Peut-être aussi que de temps en temps, je devrais penser à ma grand-mère qui disait souvent « Tourne sept fois ta langue dans ta bouche avant de parler ! »*********

Ajout informatif : « on » m’a demandé plusieurs fois pourquoi les ponts étaient couverts. Certains croient que les toits étaient conçus pour fournir un abri aux voyageurs et à leurs chevaux lorsqu’il pleuvait ou neigeait. D’autres pensent que les parois et le toit des ponts servaient pour les chevaux afin qu’ils ne voient pas les eaux turbulentes en dessous.
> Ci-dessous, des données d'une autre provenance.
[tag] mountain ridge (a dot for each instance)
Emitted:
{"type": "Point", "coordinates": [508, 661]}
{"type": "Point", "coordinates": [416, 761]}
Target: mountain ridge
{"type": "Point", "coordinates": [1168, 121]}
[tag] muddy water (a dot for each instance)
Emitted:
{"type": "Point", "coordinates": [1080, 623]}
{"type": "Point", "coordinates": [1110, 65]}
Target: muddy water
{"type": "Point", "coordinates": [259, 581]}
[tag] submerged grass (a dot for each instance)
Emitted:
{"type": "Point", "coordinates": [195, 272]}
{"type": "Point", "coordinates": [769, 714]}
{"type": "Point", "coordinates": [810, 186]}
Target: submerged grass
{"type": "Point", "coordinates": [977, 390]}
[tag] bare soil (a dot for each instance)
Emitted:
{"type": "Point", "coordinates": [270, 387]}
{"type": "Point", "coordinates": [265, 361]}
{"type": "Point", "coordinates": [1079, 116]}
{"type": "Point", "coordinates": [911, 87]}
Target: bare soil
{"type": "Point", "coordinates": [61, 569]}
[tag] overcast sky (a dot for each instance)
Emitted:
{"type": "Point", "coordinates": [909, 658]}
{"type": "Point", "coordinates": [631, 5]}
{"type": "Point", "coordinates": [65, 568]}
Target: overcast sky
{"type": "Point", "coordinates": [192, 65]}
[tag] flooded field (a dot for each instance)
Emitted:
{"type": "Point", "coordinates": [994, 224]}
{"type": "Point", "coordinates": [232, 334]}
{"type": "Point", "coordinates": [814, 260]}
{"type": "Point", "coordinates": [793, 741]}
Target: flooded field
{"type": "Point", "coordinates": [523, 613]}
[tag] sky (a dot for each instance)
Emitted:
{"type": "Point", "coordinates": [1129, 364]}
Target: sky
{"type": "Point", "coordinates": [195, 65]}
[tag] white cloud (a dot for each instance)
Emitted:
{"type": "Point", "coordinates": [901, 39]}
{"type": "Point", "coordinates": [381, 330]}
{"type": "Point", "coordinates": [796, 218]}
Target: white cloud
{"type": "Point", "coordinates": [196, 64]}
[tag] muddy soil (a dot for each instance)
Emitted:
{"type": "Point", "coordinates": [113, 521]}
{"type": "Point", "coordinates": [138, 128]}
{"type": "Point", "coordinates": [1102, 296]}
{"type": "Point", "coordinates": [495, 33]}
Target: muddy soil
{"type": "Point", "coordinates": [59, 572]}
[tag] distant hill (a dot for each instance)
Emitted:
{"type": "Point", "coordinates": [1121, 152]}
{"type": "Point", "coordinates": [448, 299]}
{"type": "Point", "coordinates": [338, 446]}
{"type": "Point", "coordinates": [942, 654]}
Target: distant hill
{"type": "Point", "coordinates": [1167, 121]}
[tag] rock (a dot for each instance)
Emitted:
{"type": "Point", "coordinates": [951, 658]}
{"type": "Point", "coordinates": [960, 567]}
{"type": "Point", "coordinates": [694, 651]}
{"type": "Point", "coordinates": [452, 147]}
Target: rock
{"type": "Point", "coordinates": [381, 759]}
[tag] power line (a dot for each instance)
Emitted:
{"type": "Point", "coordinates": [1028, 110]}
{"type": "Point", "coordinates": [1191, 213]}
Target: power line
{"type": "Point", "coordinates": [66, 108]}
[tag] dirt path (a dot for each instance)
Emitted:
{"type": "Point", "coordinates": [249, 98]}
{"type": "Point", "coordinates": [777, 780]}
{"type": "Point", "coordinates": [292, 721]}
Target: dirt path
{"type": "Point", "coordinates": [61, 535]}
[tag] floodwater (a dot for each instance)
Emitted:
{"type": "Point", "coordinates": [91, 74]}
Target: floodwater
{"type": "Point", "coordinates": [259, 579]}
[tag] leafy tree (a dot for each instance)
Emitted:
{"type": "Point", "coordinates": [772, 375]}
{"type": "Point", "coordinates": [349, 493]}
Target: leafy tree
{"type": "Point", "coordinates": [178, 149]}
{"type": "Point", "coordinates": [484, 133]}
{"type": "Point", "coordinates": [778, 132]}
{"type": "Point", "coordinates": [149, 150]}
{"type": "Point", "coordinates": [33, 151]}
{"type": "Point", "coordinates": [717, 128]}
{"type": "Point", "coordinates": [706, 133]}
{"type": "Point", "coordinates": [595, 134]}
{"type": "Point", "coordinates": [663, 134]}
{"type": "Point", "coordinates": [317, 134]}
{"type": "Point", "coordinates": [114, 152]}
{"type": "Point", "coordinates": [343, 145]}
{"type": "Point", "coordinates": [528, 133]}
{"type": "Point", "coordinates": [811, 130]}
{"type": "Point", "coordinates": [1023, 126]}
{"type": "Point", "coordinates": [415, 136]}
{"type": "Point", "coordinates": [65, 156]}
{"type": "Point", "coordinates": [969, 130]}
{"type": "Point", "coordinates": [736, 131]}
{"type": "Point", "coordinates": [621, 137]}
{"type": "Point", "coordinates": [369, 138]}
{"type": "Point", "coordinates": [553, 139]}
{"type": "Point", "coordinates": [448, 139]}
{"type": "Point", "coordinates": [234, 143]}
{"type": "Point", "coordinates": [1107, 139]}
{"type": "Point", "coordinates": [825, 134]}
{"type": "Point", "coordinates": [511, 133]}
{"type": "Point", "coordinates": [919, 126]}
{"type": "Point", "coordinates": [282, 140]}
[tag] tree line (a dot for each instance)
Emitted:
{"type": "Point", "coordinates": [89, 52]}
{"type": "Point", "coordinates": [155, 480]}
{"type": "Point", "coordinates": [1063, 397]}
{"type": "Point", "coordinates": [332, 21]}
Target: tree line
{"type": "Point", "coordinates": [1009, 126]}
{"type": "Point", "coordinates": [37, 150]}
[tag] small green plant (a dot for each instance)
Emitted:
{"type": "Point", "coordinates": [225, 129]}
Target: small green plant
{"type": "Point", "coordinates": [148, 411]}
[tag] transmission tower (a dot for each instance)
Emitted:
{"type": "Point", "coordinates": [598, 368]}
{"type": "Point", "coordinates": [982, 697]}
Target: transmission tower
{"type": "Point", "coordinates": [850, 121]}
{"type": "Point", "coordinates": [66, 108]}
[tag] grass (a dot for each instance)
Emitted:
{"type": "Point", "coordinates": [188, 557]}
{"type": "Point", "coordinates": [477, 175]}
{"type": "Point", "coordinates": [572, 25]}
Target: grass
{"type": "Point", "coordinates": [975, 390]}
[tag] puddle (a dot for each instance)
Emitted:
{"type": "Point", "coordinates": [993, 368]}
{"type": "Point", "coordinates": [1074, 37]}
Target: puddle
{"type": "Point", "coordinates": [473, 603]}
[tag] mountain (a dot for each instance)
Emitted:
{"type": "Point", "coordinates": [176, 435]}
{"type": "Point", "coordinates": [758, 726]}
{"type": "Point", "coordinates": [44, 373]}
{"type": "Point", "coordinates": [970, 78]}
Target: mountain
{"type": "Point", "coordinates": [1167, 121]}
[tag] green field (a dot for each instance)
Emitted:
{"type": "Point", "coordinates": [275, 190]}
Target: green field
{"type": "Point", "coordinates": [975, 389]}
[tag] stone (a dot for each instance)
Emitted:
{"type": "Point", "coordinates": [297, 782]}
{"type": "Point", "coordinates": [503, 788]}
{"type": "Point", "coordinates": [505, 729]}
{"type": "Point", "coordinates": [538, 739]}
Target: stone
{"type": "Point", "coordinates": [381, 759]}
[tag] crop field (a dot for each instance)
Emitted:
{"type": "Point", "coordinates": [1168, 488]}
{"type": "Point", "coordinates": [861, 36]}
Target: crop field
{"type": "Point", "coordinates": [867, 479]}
La tradition voulait que les amoureux se donnent rendez-vous sous les ponts couverts, d’où leur appellation fréquente de « pont des amoureux ».

La vraie raison de couvrir un pont avec un toit et des murs était beaucoup moins romantique. Il s’agissait de protéger la structure du pont contre les intempéries.

Un simple pont ouvert construit avec des poutres et un tablier possédaient une espérance de vie assez limitée : dix ou vingt ans. Après, il commençait à pourrir et à s’affaisser. Un pont comportant une entretoise (une superstructure de poutres emboîtées destinées à supporter tout genre de poids sur son tablier) serait non seulement plus solide mais durerait également plus longtemps. Cependant, même si l’affaissement en était retardé, les intempéries graduellement feraient pourrir le pont. Or, si le pont était protégé par un toit et des parois, sa longévité serait prolongée jusqu’à dix fois plus comparativement à un pont à charpente ouverte dont les poutres en bois, plancher et entretoise seraient constamment exposés aux intempéries.

Les ponts couverts existent depuis des siècles. Les plus anciens survivants se trouvent en Europe et datent du Moyen Âge. On dit que les colonisateurs qui vinrent dans le Nouveau-Monde aux XVIIe et XVIIIe siècles apportèrent cette technologie avec eux. Ainsi, on construisit des ponts couverts pratiquement dans toutes les régions des États-Unis, ainsi qu’au Québec, en Ontario et dans les Maritimes.

On doit aux Américains du XIXe siècle d’avoir vraiment perfectionné la science des ponts couverts. Tout au long des années 1800, une foule d’inventeurs et d’ingénieurs ont créé un impressionnant inventaire de modèles de « fermes » (fermeture, façon de clore). Ils réalisèrent que les fermes représentaient la partie la plus importante du pont. Plus les fermes étaient solides, plus le pont couvert durait longtemps. Si le sujet vous intéresse, je suis sûre que vous trouverez des informations précises chez nos amis québécois, canadiens ou américains.